Podiatry Coding & Billing Alert

You Be the Coder:

Sort Out This Bone Cyst Scenario

Question: A new patient reports to the podiatrist complaining of right ankle pain. The provider performs an evaluation and management (E/M) service that lasts 32 minutes and involves low-level medical decision making (MDM). Based on the E/M, the podiatrist performs a computed tomography (CT) on the patient’s right ankle. Our office does not own the CT equipment that the provider used. Final diagnosis was solitary bone cyst, right ankle. How should I report this encounter?

North Dakota Subscriber

Answer: On the claim, you’ll report 73700 (Computed tomography, lower extremity; without contrast material(s)) for the CT scan.
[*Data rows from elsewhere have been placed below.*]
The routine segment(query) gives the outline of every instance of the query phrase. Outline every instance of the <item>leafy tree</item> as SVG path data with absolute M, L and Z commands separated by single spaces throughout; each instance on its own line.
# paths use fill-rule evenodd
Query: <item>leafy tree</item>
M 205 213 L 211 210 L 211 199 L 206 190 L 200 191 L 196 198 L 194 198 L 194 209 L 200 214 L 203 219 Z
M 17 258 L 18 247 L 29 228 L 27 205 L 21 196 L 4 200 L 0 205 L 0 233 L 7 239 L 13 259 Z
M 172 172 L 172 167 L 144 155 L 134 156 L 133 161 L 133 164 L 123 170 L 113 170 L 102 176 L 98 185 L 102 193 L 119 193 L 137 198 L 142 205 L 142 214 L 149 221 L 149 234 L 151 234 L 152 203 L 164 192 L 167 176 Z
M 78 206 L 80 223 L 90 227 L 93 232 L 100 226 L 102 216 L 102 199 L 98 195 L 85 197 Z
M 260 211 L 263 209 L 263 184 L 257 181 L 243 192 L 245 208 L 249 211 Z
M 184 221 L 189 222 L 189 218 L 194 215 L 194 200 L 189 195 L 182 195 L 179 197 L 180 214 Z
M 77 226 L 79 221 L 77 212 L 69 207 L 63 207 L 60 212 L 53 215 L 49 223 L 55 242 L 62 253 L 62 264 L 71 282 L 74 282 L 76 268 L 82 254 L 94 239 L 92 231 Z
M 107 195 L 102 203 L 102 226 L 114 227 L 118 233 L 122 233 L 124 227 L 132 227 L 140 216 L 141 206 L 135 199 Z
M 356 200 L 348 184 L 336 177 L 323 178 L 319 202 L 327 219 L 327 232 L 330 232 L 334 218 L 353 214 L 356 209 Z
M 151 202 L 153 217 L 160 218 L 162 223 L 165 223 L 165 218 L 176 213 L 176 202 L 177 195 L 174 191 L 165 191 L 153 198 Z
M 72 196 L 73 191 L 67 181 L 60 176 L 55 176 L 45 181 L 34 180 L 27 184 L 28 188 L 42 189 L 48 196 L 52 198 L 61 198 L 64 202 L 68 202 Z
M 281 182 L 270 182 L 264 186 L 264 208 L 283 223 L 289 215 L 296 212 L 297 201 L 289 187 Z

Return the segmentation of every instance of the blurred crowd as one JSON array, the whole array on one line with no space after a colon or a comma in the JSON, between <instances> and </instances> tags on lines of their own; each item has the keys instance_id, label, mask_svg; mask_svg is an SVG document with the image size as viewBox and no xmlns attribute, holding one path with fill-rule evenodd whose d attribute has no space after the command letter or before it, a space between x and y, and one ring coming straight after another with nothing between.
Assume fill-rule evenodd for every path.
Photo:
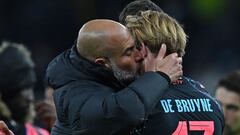
<instances>
[{"instance_id":1,"label":"blurred crowd","mask_svg":"<svg viewBox=\"0 0 240 135\"><path fill-rule=\"evenodd\" d=\"M240 71L234 71L240 67L240 1L152 1L184 26L189 36L184 72L203 82L212 94L216 93L223 105L226 132L239 133L240 126L236 125L240 125ZM34 126L50 131L56 116L51 96L53 90L44 81L47 64L73 45L82 24L95 18L118 20L120 11L129 2L131 0L0 0L0 41L23 43L27 48L10 42L1 43L0 118L12 126L34 123ZM6 58L19 59L6 63ZM20 63L19 67L16 63ZM19 71L24 71L24 75ZM16 73L19 76L15 76ZM22 82L11 81L13 78ZM3 89L15 91L6 93ZM16 104L24 100L27 105L23 102L25 109L19 112Z\"/></svg>"}]
</instances>

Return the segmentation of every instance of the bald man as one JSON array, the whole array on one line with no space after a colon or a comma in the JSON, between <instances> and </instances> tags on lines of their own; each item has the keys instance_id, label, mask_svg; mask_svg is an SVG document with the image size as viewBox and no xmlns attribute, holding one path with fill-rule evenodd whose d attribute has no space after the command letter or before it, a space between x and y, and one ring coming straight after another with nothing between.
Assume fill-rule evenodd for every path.
<instances>
[{"instance_id":1,"label":"bald man","mask_svg":"<svg viewBox=\"0 0 240 135\"><path fill-rule=\"evenodd\" d=\"M58 55L46 73L54 88L57 121L52 135L124 135L141 126L169 83L182 74L181 58L148 55L135 48L125 26L92 20L77 44Z\"/></svg>"}]
</instances>

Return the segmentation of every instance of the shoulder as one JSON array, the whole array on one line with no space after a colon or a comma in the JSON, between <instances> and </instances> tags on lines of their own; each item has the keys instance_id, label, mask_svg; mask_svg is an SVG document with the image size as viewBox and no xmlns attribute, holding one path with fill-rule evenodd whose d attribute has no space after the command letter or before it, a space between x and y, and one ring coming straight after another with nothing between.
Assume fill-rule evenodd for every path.
<instances>
[{"instance_id":1,"label":"shoulder","mask_svg":"<svg viewBox=\"0 0 240 135\"><path fill-rule=\"evenodd\" d=\"M189 83L195 89L200 90L201 92L204 92L204 93L209 93L208 90L206 89L206 87L201 82L193 80L188 77L183 77L183 79L186 81L186 83Z\"/></svg>"},{"instance_id":2,"label":"shoulder","mask_svg":"<svg viewBox=\"0 0 240 135\"><path fill-rule=\"evenodd\" d=\"M64 52L60 53L57 55L49 64L47 67L47 70L50 70L52 68L55 68L59 64L63 64L63 60L66 59L70 54L70 49L65 50Z\"/></svg>"}]
</instances>

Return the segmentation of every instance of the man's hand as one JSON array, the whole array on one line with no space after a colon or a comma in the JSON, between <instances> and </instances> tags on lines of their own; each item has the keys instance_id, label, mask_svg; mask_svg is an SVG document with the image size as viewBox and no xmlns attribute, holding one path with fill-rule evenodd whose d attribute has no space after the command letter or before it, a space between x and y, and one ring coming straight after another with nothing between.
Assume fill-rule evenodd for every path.
<instances>
[{"instance_id":1,"label":"man's hand","mask_svg":"<svg viewBox=\"0 0 240 135\"><path fill-rule=\"evenodd\" d=\"M14 135L11 130L8 129L4 121L0 120L0 135Z\"/></svg>"},{"instance_id":2,"label":"man's hand","mask_svg":"<svg viewBox=\"0 0 240 135\"><path fill-rule=\"evenodd\" d=\"M145 72L161 71L169 76L171 82L176 81L182 76L182 58L178 57L177 53L172 53L164 57L167 50L165 44L162 44L157 56L151 53L144 45L142 49L143 53L147 55L144 59Z\"/></svg>"}]
</instances>

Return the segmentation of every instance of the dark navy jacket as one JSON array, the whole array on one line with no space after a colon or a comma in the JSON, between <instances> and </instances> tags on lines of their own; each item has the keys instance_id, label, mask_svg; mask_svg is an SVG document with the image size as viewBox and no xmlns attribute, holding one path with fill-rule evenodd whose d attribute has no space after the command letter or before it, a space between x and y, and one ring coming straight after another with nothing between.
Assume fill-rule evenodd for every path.
<instances>
[{"instance_id":1,"label":"dark navy jacket","mask_svg":"<svg viewBox=\"0 0 240 135\"><path fill-rule=\"evenodd\" d=\"M199 82L183 77L171 85L144 124L143 135L221 135L221 106Z\"/></svg>"},{"instance_id":2,"label":"dark navy jacket","mask_svg":"<svg viewBox=\"0 0 240 135\"><path fill-rule=\"evenodd\" d=\"M76 47L48 65L46 78L55 89L52 135L123 135L143 123L169 87L154 72L126 87L109 69L81 57Z\"/></svg>"}]
</instances>

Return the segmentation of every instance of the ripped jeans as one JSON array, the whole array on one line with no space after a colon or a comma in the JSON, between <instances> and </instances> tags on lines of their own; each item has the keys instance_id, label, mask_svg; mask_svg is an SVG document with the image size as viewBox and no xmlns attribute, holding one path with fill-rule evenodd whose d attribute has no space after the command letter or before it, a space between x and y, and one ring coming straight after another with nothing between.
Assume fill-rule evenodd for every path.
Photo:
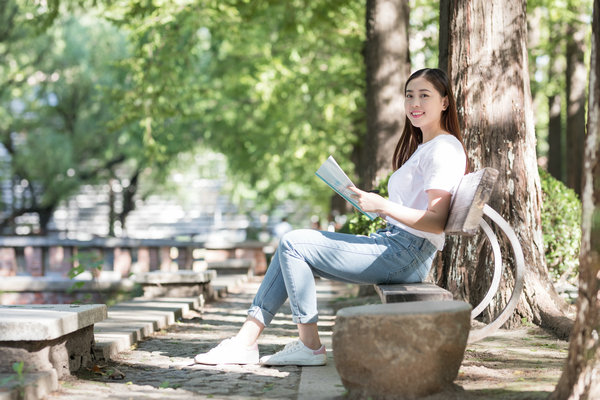
<instances>
[{"instance_id":1,"label":"ripped jeans","mask_svg":"<svg viewBox=\"0 0 600 400\"><path fill-rule=\"evenodd\" d=\"M289 297L295 323L318 320L315 276L358 284L422 282L437 249L394 225L370 236L299 229L283 236L248 315L268 326Z\"/></svg>"}]
</instances>

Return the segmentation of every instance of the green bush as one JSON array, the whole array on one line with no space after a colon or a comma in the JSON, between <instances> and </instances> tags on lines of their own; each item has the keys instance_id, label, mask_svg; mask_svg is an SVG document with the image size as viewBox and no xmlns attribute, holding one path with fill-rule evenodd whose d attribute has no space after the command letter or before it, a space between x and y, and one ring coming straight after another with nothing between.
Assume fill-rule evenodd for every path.
<instances>
[{"instance_id":1,"label":"green bush","mask_svg":"<svg viewBox=\"0 0 600 400\"><path fill-rule=\"evenodd\" d=\"M542 232L544 251L550 276L558 280L568 271L567 278L573 281L579 271L579 245L581 242L581 202L577 194L548 172L539 169L542 185ZM377 189L387 197L388 178ZM381 218L371 221L355 211L342 227L342 232L369 235L383 228Z\"/></svg>"},{"instance_id":2,"label":"green bush","mask_svg":"<svg viewBox=\"0 0 600 400\"><path fill-rule=\"evenodd\" d=\"M376 187L376 189L379 190L379 194L383 197L388 197L387 185L388 181L390 180L390 176L391 174L388 175L386 179L381 181ZM354 213L348 217L340 232L368 236L369 234L376 232L378 229L385 228L386 225L387 223L381 218L376 218L374 221L372 221L363 213L354 210Z\"/></svg>"},{"instance_id":3,"label":"green bush","mask_svg":"<svg viewBox=\"0 0 600 400\"><path fill-rule=\"evenodd\" d=\"M542 168L542 233L548 270L554 280L579 272L581 201L577 194Z\"/></svg>"}]
</instances>

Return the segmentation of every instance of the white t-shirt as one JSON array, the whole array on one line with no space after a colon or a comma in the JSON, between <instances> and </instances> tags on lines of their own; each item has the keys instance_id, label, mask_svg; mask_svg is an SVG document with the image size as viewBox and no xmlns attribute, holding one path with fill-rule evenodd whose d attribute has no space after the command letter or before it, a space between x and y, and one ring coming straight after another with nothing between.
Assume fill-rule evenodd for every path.
<instances>
[{"instance_id":1,"label":"white t-shirt","mask_svg":"<svg viewBox=\"0 0 600 400\"><path fill-rule=\"evenodd\" d=\"M388 182L389 199L417 210L426 210L429 189L445 190L452 195L465 173L467 158L460 141L453 135L438 135L420 144L412 156L395 171ZM391 217L387 222L413 235L425 238L438 250L444 247L444 233L420 231Z\"/></svg>"}]
</instances>

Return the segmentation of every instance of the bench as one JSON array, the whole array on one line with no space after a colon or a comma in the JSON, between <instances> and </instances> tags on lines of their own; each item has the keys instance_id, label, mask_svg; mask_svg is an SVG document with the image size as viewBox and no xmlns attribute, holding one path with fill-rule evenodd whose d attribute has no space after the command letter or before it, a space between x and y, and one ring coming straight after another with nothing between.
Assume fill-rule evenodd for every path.
<instances>
[{"instance_id":1,"label":"bench","mask_svg":"<svg viewBox=\"0 0 600 400\"><path fill-rule=\"evenodd\" d=\"M104 304L0 306L0 373L23 362L60 379L90 366L94 324L106 316Z\"/></svg>"},{"instance_id":2,"label":"bench","mask_svg":"<svg viewBox=\"0 0 600 400\"><path fill-rule=\"evenodd\" d=\"M490 225L483 219L487 216L508 238L515 257L515 284L512 295L504 309L496 318L484 326L471 331L469 343L479 341L502 326L514 311L521 292L523 291L524 258L523 250L517 236L510 225L487 202L490 199L498 171L493 168L483 168L463 177L450 206L450 214L444 229L447 235L473 236L483 230L489 240L494 254L494 275L487 294L471 311L474 319L489 305L498 291L503 274L502 254L498 239ZM431 300L452 300L452 293L432 283L375 285L375 290L381 302L413 302Z\"/></svg>"},{"instance_id":3,"label":"bench","mask_svg":"<svg viewBox=\"0 0 600 400\"><path fill-rule=\"evenodd\" d=\"M338 311L333 331L335 366L351 398L421 398L452 391L468 342L498 329L512 314L523 290L523 252L508 223L491 209L498 171L467 174L453 196L447 234L474 235L482 229L494 254L494 276L483 301L472 308L432 283L375 285L383 304ZM486 215L510 241L515 285L504 310L488 325L470 330L471 319L488 306L500 284L500 246ZM454 397L454 396L452 396Z\"/></svg>"},{"instance_id":4,"label":"bench","mask_svg":"<svg viewBox=\"0 0 600 400\"><path fill-rule=\"evenodd\" d=\"M145 298L155 297L194 297L210 298L210 282L217 273L205 271L151 271L139 274L135 281L142 286Z\"/></svg>"}]
</instances>

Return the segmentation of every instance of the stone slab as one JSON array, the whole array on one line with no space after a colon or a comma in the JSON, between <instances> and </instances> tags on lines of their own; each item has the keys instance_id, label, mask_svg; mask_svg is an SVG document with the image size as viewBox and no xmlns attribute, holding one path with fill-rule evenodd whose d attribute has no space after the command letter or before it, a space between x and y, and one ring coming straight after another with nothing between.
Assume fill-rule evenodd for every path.
<instances>
[{"instance_id":1,"label":"stone slab","mask_svg":"<svg viewBox=\"0 0 600 400\"><path fill-rule=\"evenodd\" d=\"M80 288L73 288L75 282L84 282L84 285ZM2 292L64 292L72 288L76 292L117 291L131 290L133 286L134 282L130 279L84 280L58 276L10 276L0 279L0 291Z\"/></svg>"},{"instance_id":2,"label":"stone slab","mask_svg":"<svg viewBox=\"0 0 600 400\"><path fill-rule=\"evenodd\" d=\"M452 387L467 345L463 301L374 304L338 311L335 363L350 399L417 399Z\"/></svg>"},{"instance_id":3,"label":"stone slab","mask_svg":"<svg viewBox=\"0 0 600 400\"><path fill-rule=\"evenodd\" d=\"M53 340L106 317L104 304L0 306L0 342Z\"/></svg>"},{"instance_id":4,"label":"stone slab","mask_svg":"<svg viewBox=\"0 0 600 400\"><path fill-rule=\"evenodd\" d=\"M177 284L177 283L209 283L217 277L214 270L206 271L152 271L140 274L135 278L141 284Z\"/></svg>"},{"instance_id":5,"label":"stone slab","mask_svg":"<svg viewBox=\"0 0 600 400\"><path fill-rule=\"evenodd\" d=\"M433 283L374 285L382 303L452 300L452 293Z\"/></svg>"},{"instance_id":6,"label":"stone slab","mask_svg":"<svg viewBox=\"0 0 600 400\"><path fill-rule=\"evenodd\" d=\"M325 343L323 343L325 344ZM325 344L327 347L327 344ZM297 400L342 399L346 389L335 369L333 351L327 350L327 365L302 368Z\"/></svg>"},{"instance_id":7,"label":"stone slab","mask_svg":"<svg viewBox=\"0 0 600 400\"><path fill-rule=\"evenodd\" d=\"M107 360L127 351L140 340L174 324L190 309L201 310L201 296L135 299L108 309L108 319L94 325L94 354Z\"/></svg>"},{"instance_id":8,"label":"stone slab","mask_svg":"<svg viewBox=\"0 0 600 400\"><path fill-rule=\"evenodd\" d=\"M248 274L254 273L256 261L250 258L230 258L220 261L208 261L207 268L217 271L219 276L231 274Z\"/></svg>"}]
</instances>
You would also add modifier 26 (Professional component) to 73700 to show that you are only coding for the professional component of the CT scan. Because the office does not own the CT machine, it is not responsible for the costs associated with owning, maintaining, and operating the machine. Therefore, it would only bill for the professional component, which includes the physician’s time and expertise in interpreting the CT scan and making a diagnosis. The facility that owns the CT machine would bill for the technical component, which includes the cost of using the machine.

You would also add 99203 (Office or other outpatient visit for the evaluation and management of a new patient, which requires a medically appropriate history and/or examination and low level of medical decision making. When using time for code selection, 30-44 minutes of total time is spent on the date of the encounter) for the E/M service. This code is used for an office or other outpatient visit that requires at least two of these three key components: a detailed history, a detailed examination, and medical decision making of low complexity. The service duration of 32 minutes and the low-level medical decision making (MDM) align with this code.

Modifier 25 (Significant, separately identifiable evaluation and management service by the same physician or other qualified health care professional on the same day of the procedure or other service) would be appended to 99203 to show that a significant, separately identifiable E/M preceded the CT scan.

The correct diagnosis for this scenario would be M85.471 (Solitary bone cyst, right ankle and foot).